When markets don’t work well, you get a market failure. Some of these failures include:

  • There aren’t enough market participants. If you want to buy something and can’t find a seller, or if you want to sell something and can’t find a buyer, the market isn’t meeting your needs. Some markets may have one kind of market participant (for instance, single-gender dating), and others may have many (for instance, DoorDash matching drivers, restaurants, and patrons).
  • The market doesn’t adjust to spikes in supply or demand quickly enough. If a large concert lets out and nobody can get a Lyft, the market has failed because it couldn’t adapt to the spike in demand.
  • It’s easy to game the system, or you’re better off transacting off-marketplace. If there is a sentiment that only cheaters prosper, or that you’d be better off transacting off-marketplace, the market fails.

The Heuristic

Successful marketplaces are thick, uncongested, and safe. Buyers and sellers can find each other; the market adjusts to sudden spikes of supply or demand; and gaming the system is perceived to be hard or not worth it.

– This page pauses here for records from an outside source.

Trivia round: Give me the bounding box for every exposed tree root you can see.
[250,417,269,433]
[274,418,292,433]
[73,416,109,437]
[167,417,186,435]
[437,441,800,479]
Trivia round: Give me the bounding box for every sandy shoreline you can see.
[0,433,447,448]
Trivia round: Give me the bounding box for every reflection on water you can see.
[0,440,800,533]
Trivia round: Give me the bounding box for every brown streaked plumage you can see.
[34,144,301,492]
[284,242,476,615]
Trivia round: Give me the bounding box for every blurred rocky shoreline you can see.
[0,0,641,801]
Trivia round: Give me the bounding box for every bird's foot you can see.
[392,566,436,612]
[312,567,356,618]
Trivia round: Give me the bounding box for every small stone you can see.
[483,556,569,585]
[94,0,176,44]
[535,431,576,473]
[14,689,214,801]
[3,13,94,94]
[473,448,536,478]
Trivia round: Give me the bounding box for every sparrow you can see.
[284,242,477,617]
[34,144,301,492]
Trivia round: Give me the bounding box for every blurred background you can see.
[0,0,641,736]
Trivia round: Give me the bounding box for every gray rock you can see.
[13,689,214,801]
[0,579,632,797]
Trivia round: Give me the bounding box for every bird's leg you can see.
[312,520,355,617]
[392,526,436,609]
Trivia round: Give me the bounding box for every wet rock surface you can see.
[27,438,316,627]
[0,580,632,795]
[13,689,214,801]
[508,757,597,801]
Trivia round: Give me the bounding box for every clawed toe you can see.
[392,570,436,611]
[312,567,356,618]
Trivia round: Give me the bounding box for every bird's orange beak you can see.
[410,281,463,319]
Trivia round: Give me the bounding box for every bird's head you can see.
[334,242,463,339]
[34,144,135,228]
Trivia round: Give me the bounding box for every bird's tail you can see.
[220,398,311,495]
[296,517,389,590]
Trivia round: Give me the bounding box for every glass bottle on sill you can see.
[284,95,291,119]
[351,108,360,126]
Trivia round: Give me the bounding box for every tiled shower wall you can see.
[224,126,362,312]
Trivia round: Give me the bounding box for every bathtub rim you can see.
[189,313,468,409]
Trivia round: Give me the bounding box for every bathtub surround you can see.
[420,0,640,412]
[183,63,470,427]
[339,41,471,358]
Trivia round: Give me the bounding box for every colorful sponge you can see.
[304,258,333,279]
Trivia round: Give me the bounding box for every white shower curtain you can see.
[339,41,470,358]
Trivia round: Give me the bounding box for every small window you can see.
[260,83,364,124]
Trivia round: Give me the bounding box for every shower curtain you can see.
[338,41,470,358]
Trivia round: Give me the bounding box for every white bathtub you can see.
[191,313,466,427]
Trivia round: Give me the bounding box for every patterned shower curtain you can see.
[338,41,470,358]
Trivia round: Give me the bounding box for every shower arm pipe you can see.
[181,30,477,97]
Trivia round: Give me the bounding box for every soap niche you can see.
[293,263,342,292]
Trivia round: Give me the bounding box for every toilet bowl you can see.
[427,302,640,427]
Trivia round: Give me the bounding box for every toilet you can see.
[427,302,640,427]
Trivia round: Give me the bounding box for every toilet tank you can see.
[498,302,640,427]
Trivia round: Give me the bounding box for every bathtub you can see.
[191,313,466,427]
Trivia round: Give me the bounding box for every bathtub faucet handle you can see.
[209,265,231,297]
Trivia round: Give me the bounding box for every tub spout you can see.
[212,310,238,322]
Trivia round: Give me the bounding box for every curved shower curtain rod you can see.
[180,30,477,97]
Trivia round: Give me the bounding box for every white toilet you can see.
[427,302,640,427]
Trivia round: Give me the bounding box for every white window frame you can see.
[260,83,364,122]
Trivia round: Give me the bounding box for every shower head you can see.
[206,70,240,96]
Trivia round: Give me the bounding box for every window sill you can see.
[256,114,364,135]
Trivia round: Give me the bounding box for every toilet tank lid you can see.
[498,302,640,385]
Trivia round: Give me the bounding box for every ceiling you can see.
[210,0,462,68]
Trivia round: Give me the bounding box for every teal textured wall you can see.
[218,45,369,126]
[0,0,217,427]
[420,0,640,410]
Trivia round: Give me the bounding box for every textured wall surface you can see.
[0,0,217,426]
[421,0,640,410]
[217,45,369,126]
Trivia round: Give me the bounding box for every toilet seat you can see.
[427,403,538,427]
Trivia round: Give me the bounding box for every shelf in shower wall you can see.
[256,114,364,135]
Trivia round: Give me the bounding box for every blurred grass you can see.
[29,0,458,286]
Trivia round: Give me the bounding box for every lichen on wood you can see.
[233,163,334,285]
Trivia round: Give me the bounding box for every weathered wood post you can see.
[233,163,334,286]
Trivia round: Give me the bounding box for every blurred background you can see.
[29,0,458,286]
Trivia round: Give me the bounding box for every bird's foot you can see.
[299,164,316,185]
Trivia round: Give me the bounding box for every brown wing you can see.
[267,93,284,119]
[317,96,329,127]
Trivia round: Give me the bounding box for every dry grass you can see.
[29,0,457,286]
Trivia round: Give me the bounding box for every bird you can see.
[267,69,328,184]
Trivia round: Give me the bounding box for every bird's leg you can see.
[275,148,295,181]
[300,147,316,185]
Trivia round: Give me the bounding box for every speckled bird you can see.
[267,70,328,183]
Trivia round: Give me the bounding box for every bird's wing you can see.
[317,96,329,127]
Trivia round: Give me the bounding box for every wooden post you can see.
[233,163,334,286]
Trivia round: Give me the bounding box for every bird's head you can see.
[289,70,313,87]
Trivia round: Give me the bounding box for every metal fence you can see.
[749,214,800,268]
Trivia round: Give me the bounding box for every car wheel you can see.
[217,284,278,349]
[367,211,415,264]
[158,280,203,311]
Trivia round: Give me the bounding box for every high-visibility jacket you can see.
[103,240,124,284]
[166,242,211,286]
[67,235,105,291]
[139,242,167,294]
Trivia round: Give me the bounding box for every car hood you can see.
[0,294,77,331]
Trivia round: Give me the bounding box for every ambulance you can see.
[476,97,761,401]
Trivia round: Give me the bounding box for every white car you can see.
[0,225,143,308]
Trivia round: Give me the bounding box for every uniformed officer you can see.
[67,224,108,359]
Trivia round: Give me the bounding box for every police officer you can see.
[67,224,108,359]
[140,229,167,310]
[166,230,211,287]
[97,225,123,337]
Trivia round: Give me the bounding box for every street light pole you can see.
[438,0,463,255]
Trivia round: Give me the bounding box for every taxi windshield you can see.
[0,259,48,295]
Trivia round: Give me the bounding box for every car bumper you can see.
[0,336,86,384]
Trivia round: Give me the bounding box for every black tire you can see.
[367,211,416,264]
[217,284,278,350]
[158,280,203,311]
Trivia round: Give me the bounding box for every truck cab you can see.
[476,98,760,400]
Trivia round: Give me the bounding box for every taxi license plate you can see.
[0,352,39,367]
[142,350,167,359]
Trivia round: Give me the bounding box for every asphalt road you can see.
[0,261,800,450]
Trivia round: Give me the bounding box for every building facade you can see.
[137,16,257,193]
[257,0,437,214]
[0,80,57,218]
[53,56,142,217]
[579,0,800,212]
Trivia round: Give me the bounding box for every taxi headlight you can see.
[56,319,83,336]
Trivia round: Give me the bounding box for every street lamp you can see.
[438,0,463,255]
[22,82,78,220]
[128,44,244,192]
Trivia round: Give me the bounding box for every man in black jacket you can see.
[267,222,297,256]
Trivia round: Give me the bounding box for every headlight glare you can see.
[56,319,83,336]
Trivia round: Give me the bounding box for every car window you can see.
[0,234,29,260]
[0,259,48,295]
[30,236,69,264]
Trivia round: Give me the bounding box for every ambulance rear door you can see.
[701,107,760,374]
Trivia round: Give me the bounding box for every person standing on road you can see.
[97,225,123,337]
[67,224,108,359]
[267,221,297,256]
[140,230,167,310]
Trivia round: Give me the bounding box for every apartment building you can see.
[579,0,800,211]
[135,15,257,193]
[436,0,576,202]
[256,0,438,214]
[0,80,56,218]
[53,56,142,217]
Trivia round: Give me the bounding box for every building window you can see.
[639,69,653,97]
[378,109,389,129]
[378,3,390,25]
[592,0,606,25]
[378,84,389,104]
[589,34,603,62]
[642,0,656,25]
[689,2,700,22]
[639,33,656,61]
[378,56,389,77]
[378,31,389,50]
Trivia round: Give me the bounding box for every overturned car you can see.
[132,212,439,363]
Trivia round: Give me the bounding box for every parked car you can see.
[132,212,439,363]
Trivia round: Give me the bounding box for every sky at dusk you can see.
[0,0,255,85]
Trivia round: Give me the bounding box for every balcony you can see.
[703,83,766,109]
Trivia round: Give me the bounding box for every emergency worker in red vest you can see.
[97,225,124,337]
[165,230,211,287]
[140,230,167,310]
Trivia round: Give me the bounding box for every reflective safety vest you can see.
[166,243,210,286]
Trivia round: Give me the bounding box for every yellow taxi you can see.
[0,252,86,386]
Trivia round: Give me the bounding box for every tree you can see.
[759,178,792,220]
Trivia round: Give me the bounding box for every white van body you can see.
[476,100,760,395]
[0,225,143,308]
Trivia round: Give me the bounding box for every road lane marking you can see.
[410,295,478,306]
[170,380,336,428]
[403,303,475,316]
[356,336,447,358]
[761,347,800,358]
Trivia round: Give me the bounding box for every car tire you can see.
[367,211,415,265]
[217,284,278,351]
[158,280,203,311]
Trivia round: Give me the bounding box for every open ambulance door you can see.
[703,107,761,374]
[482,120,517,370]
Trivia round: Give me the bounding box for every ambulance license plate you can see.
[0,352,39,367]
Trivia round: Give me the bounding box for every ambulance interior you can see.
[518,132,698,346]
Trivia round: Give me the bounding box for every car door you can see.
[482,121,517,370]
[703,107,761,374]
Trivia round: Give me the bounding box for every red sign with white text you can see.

Per Al Roth, for marketplaces to work well, they must:

  1. provide thickness—that is, they need to attract a sufficient proportion of potential market participants to come together ready to transact with one another.
  1. overcome the congestion that thickness can bring, by providing enough time, or by making transactions fast enough, so that market participants can consider enough alternative possible transactions to arrive at satisfactory ones.
  1. make it safe to participate in the market as simply as possible a. as opposed to transacting outside of the marketplace, or b. as opposed to engaging in strategic behavior that reduces overall welfare.

Where You Can Use It

If you’re buiding a marketplace, you can build metrics around each of these dimensions and work to improve them.

(Per Tom Eisenmann)[https://edisciplinas.usp.br/pluginfile.php/1704705/mod_resource/content/1/Eisenmann%20-%20Estrat%E2%80%9Agias%20para%20mercados%20multilaterais.pdf], you can improve thickness by focusing on marquee customers and subsidizing price- or quality-sensitive customers.

You can reduce the congestion of markets by tracking and optimizing latency of transactions, especially in instances where supply or demand grow quickly. Accurate forecasting where possible helps.

Finally, you can improve safety by identifying and neutralizing the benefits of bad behavior. For instance, fraud is a major safety problem in markets for watches and shoes. That’s why (GOAT)[https://www.goat.com/verification] and (eBay)[https://pages.ebay.com/authenticity-guarantee/] both offer authenticity guarantees that that makes it more attractive to trade through than than through Craigslist. These guarantees are expensive, but also justify the margin these platforms capture.